This is the mail archive of the
gcc@gcc.gnu.org
mailing list for the GCC project.
assembly optimizations...
- To: gcc at gcc dot gnu dot org
- Subject: assembly optimizations...
- From: tranx nouvel <tranx at cybergaia dot org>
- Date: Wed, 27 Sep 2000 08:41:55 +0100
- Organization: CyberGaia
i was looking to the assembly code generated from a c++ program using
inline calls,
and i notice a simple optimization was missing :
main:
subl $40,%esp
pushl %ebx
movl $0,16(%esp)
movl $0,20(%esp)
movl $0,28(%esp)
addl $-12,%esp
pushl $4
call __builtin_new
addl $16,%esp
movl $2,(%eax)
addl $-8,%esp
pushl %eax
leal 24(%esp),%ebx
pushl %ebx
call probe__t3avl1Z7integerP7integer
addl $16,%esp
addl $-12,%esp ;
this stack movement can be optimized with the previous one
pushl
$4 ; we
could even have thought merge the previous one doing movl $4,$-4(%esp)
but i admit it
; would be a much harder algorithm
call __builtin_new
addl $16,%esp
movl $3,(%eax)
addl $-8,%esp
; this one can be optimized with the previous one
pushl %eax
pushl %ebx
call probe__t3avl1Z7integerP7integer
addl $16,%esp
addl $-12,%esp ;
once again ...
pushl $4
call __builtin_new
addl $16,%esp
movl $-2,(%eax)
addl $-8,%esp ;
again ...
pushl %eax
pushl %ebx
call probe__t3avl1Z7integerP7integer
...
i was compiling using gcc 2.95.2
and I try a lot of optimization options (at least all that seem me bound
to the problem) and I didn't manage get the 2 addl merge.

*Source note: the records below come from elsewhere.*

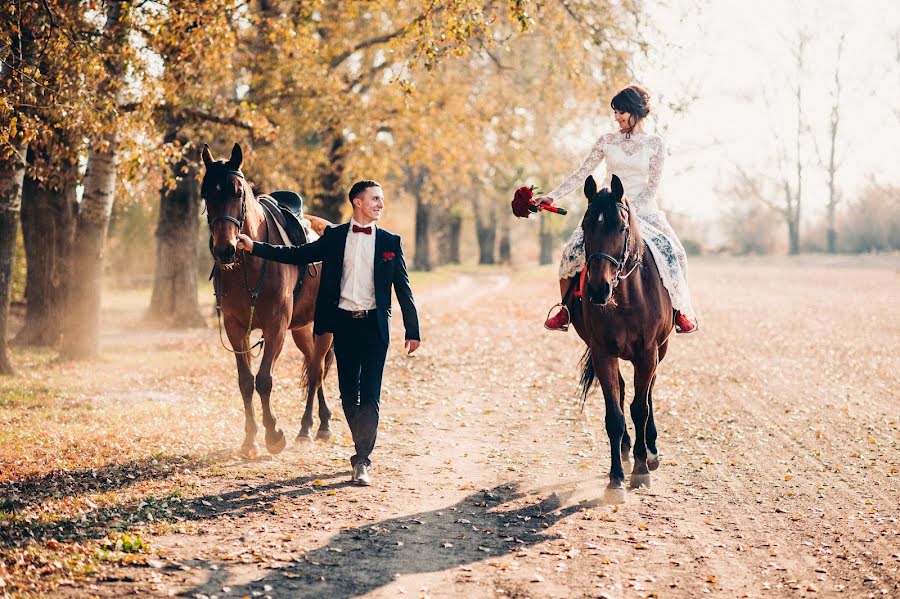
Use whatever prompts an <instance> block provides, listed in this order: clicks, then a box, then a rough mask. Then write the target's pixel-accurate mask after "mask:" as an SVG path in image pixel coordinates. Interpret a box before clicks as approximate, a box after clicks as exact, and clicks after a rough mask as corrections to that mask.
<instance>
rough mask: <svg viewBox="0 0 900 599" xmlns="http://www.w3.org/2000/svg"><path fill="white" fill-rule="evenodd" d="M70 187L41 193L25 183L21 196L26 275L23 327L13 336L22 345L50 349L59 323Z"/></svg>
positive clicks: (18, 342) (73, 228) (69, 213)
mask: <svg viewBox="0 0 900 599" xmlns="http://www.w3.org/2000/svg"><path fill="white" fill-rule="evenodd" d="M75 188H76V184H75V182H74V181H73V182H68V183H66V184H64V186H63V188H62V189H61V190H57V189H41V187H40V183H39V182H38V181H37V180H35V179H32V178H30V177H26V178H25V183H24V187H23V190H22V237H23V238H24V240H25V256H26V259H27V261H28V270H27V275H26V281H25V303H26V306H25V326H23V327H22V329H21V330H20V331H19V333H18V335H17V336H16V343H19V344H22V345H44V346H55V345H56V344H57V343H58V342H59V339H60V336H61V335H62V323H63V322H64V321H65V310H64V307H65V301H66V279H67V276H66V275H67V273H68V265H67V263H66V261H67V259H68V257H69V256H70V254H71V251H72V242H73V240H74V233H75V207H76V202H77V199H76V195H75Z"/></svg>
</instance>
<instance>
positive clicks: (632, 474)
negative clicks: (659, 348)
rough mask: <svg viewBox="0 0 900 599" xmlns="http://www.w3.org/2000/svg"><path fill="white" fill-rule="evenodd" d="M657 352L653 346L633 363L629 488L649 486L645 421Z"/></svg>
mask: <svg viewBox="0 0 900 599" xmlns="http://www.w3.org/2000/svg"><path fill="white" fill-rule="evenodd" d="M657 363H658V354H657V351H656V348H655V347H654V348H653V349H652V350H651V351H649V352H647V353H646V354H645V355H643V356H641V357H640V358H639V359H638V360H636V362H635V365H634V401H632V402H631V419H632V420H633V421H634V467H633V468H632V470H631V488H633V489H634V488H637V487H641V486H647V487H649V486H650V470H649V469H648V468H647V422H648V420H649V418H650V402H649V398H650V386H651V384H652V383H653V377H654V376H656V365H657Z"/></svg>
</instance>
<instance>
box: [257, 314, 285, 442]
mask: <svg viewBox="0 0 900 599" xmlns="http://www.w3.org/2000/svg"><path fill="white" fill-rule="evenodd" d="M285 328H286V327H285V326H280V327H279V326H275V327H271V328H269V329H267V330H265V331H264V332H263V336H264V337H265V339H266V343H265V347H264V349H263V358H262V361H261V362H260V364H259V371H258V372H257V373H256V392H257V393H259V398H260V400H262V406H263V426H264V427H266V449H267V450H269V453H272V454H279V453H281V452H282V450H284V446H285V445H286V444H287V441H286V440H285V438H284V433H283V432H282V431H281V429H276V428H275V416H273V415H272V408H271V406H270V405H269V399H270V397H271V395H272V369H273V368H274V366H275V361H276V360H278V356H279V355H280V354H281V348H282V347H283V346H284V331H285Z"/></svg>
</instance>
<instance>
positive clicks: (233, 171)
mask: <svg viewBox="0 0 900 599" xmlns="http://www.w3.org/2000/svg"><path fill="white" fill-rule="evenodd" d="M226 174H229V175H234V176H235V177H239V178H240V179H243V178H244V173H242V172H241V171H226ZM246 216H247V194H246V193H245V192H244V187H243V185H242V186H241V218H240V219H237V218H235V217H233V216H231V215H229V214H223V215H221V216H217V217H216V218H213V219H209V218H208V217H207V221H206V224H207V225H209V230H210V232H212V228H213V225H214V224H216V223H217V222H219V221H220V220H224V221H226V222H229V223H234V224H235V225H236V226H237V228H238V231H240V230H241V229H243V228H244V218H245V217H246Z"/></svg>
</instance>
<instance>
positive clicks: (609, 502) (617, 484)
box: [603, 483, 625, 503]
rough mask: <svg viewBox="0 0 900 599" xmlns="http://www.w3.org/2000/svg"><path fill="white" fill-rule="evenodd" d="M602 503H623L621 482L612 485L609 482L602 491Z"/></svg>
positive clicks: (623, 496) (621, 484) (623, 487)
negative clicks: (613, 484)
mask: <svg viewBox="0 0 900 599" xmlns="http://www.w3.org/2000/svg"><path fill="white" fill-rule="evenodd" d="M603 502H604V503H625V487H624V486H622V484H621V483H619V484H617V485H613V484H612V483H610V485H609V486H608V487H606V490H605V491H604V492H603Z"/></svg>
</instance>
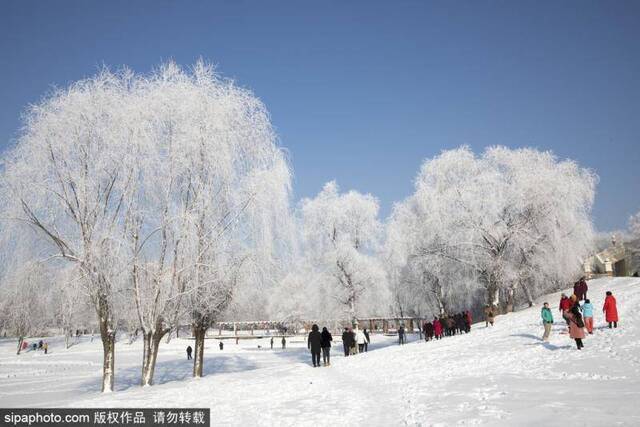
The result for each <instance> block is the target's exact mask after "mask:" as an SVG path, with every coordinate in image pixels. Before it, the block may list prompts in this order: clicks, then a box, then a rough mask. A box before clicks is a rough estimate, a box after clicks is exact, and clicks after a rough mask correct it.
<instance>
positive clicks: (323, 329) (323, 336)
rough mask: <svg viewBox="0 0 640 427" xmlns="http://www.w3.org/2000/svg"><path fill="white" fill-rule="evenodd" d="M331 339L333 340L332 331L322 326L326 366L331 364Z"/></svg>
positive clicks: (322, 336) (322, 347)
mask: <svg viewBox="0 0 640 427" xmlns="http://www.w3.org/2000/svg"><path fill="white" fill-rule="evenodd" d="M331 341H333V337H332V336H331V332H329V331H328V330H327V328H326V327H325V328H322V334H320V346H321V347H322V363H323V364H324V366H329V365H331Z"/></svg>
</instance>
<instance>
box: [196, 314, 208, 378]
mask: <svg viewBox="0 0 640 427" xmlns="http://www.w3.org/2000/svg"><path fill="white" fill-rule="evenodd" d="M207 329H208V328H207V327H206V326H205V325H194V326H193V336H194V337H195V350H194V353H195V354H194V357H193V376H194V377H195V378H201V377H202V367H203V364H204V337H205V334H206V332H207Z"/></svg>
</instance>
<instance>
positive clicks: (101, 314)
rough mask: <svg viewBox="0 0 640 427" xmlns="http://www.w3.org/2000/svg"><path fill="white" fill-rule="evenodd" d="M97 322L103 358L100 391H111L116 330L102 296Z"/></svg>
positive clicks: (107, 391)
mask: <svg viewBox="0 0 640 427" xmlns="http://www.w3.org/2000/svg"><path fill="white" fill-rule="evenodd" d="M98 322H99V324H100V338H101V339H102V350H103V353H104V358H103V361H102V392H103V393H109V392H112V391H113V384H114V376H115V353H116V331H115V329H114V328H113V325H112V319H111V310H110V307H109V305H108V302H107V301H105V300H104V299H103V298H99V301H98Z"/></svg>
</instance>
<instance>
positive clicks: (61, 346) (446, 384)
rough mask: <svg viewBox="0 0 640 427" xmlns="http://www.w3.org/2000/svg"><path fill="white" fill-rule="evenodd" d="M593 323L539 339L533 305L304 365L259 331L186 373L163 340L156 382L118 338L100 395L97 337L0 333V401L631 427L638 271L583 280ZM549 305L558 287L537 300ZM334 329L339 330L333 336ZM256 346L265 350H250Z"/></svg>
mask: <svg viewBox="0 0 640 427" xmlns="http://www.w3.org/2000/svg"><path fill="white" fill-rule="evenodd" d="M589 288H590V289H589V296H590V298H591V300H592V302H593V303H594V306H596V319H595V322H596V330H595V332H594V335H593V336H588V337H587V339H586V340H585V348H584V349H583V350H582V351H578V350H576V349H575V343H574V342H573V341H572V340H570V339H569V337H568V335H566V334H561V331H563V330H564V329H565V328H564V326H563V325H564V323H563V321H562V319H561V318H560V317H559V315H558V313H557V310H554V316H555V317H556V324H555V326H554V330H553V334H552V337H551V340H550V342H549V343H543V342H542V341H541V340H540V336H541V334H542V326H541V324H540V319H539V317H540V316H539V311H540V307H539V306H536V307H533V308H531V309H526V310H522V311H520V312H517V313H512V314H509V315H505V316H499V317H498V318H497V323H496V325H495V326H494V327H493V328H485V326H484V323H482V324H475V325H474V327H473V329H472V332H471V334H469V335H462V336H455V337H450V338H446V339H444V340H441V341H436V342H429V343H424V342H421V341H418V340H416V339H415V338H414V341H413V342H410V343H409V344H407V345H405V346H402V347H400V346H398V345H397V344H396V341H395V339H394V338H393V337H383V336H377V335H375V336H373V341H374V344H373V346H372V348H371V350H370V352H369V353H367V354H364V355H359V356H355V357H349V358H344V357H342V356H341V355H340V350H341V347H342V346H341V343H340V342H338V343H337V345H336V346H335V347H334V351H333V356H334V358H333V361H332V366H331V367H323V368H319V369H314V368H312V367H311V366H310V356H309V354H308V353H307V351H306V347H305V343H304V340H303V338H298V339H297V340H295V341H294V342H290V343H289V346H288V347H289V348H288V349H287V350H284V351H283V350H279V349H278V350H273V351H272V350H269V349H266V348H265V347H268V340H266V339H263V340H246V341H241V342H240V344H239V345H235V343H234V342H232V341H226V342H225V349H224V350H223V351H220V350H219V349H218V348H217V345H218V341H217V340H208V341H207V349H206V353H205V354H206V361H205V374H206V377H205V378H202V379H200V380H193V379H191V378H190V375H191V363H190V362H189V361H187V360H186V358H185V353H184V349H185V347H186V345H187V343H188V340H173V341H172V342H171V343H170V344H169V345H165V344H164V343H163V345H162V346H161V349H160V355H159V359H158V366H157V369H156V376H155V381H156V385H155V386H153V387H147V388H141V387H139V386H138V385H137V384H138V382H139V378H140V360H141V345H140V343H139V342H138V343H134V344H133V345H127V344H118V346H117V349H116V368H117V369H116V370H117V372H116V388H117V390H118V391H117V392H116V393H112V394H108V395H102V394H100V393H99V385H100V381H99V378H100V371H101V356H102V351H101V345H100V341H99V340H98V339H95V340H94V342H93V343H90V342H88V341H89V338H85V339H84V340H83V341H81V342H80V343H78V344H76V345H74V346H73V347H72V348H70V349H69V350H64V348H63V344H62V341H61V340H50V343H52V344H51V347H50V354H48V355H46V356H45V355H44V354H41V353H40V352H36V353H34V352H29V353H25V354H22V355H20V356H16V355H15V346H16V343H15V340H2V341H0V406H1V407H7V406H9V407H11V406H22V407H25V406H39V407H46V406H74V407H77V406H81V407H85V406H117V407H137V406H141V407H152V406H160V407H167V406H171V407H187V406H191V407H210V408H211V418H212V424H213V425H253V424H256V423H259V424H260V425H301V424H302V425H312V424H313V425H329V424H333V425H365V424H367V425H457V424H463V425H464V424H488V425H561V424H562V425H582V426H592V425H593V426H611V425H630V426H637V425H640V329H639V328H638V323H639V322H640V280H639V279H631V278H617V279H599V280H595V281H591V282H589ZM609 289H610V290H612V291H613V292H614V295H616V297H617V300H618V310H619V313H620V318H621V322H620V325H619V328H618V329H617V330H609V329H608V328H605V325H604V319H603V318H602V314H601V312H600V308H601V307H602V302H603V299H604V292H605V291H606V290H609ZM546 300H548V301H549V302H550V304H551V306H552V308H555V307H557V303H558V300H559V293H558V294H554V295H551V296H548V297H547V298H546ZM335 335H339V333H335ZM258 345H261V346H262V347H263V348H262V349H259V348H258Z"/></svg>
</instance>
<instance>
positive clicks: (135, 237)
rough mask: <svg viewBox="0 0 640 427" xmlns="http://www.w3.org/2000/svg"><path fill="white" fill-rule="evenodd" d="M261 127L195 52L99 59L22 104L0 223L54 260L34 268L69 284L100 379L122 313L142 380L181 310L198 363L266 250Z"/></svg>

the code you see was compiles with : gcc -I ../../../include/
-fno-implicit-templates -w -O3 -fno-rtti -fno-exceptions -fno-builtin
-fstrength-reduce -fomit-frame-pointer -fexpensive-optimizations
-fschedule-insns -fthread -jumps -felide-constructors -fdelayed-branch
-o test_avl.S test_avl.cc -S !!!
the part of the code you were seing was:
int main() {
avl<integer> avl;
integer * x;
avl.insert(new integer(2));
avl.insert(new integer(3));
...
avl.insert is an inline wrapper implemented this way :
template <t>
inline t * avl<t>::insert(t * item) {t **p = probe (item);return (*p ==
item) ? NULL : *p;}
and integer is an inline wrapper class for C integers.
it seems that cse-algorithm has removed the branch for the return value
in avl insert.
I so on the page relative to misoptimized assembly gcc output, that we
encounter the same kind
of mergeables operations when accessing some contiguous memory that can
be merged and assigning
them constants.
Is there an optimisations in gcc that check mergeable assembly
operations planed ?
Hope it would be useful for you.
thanks
tranx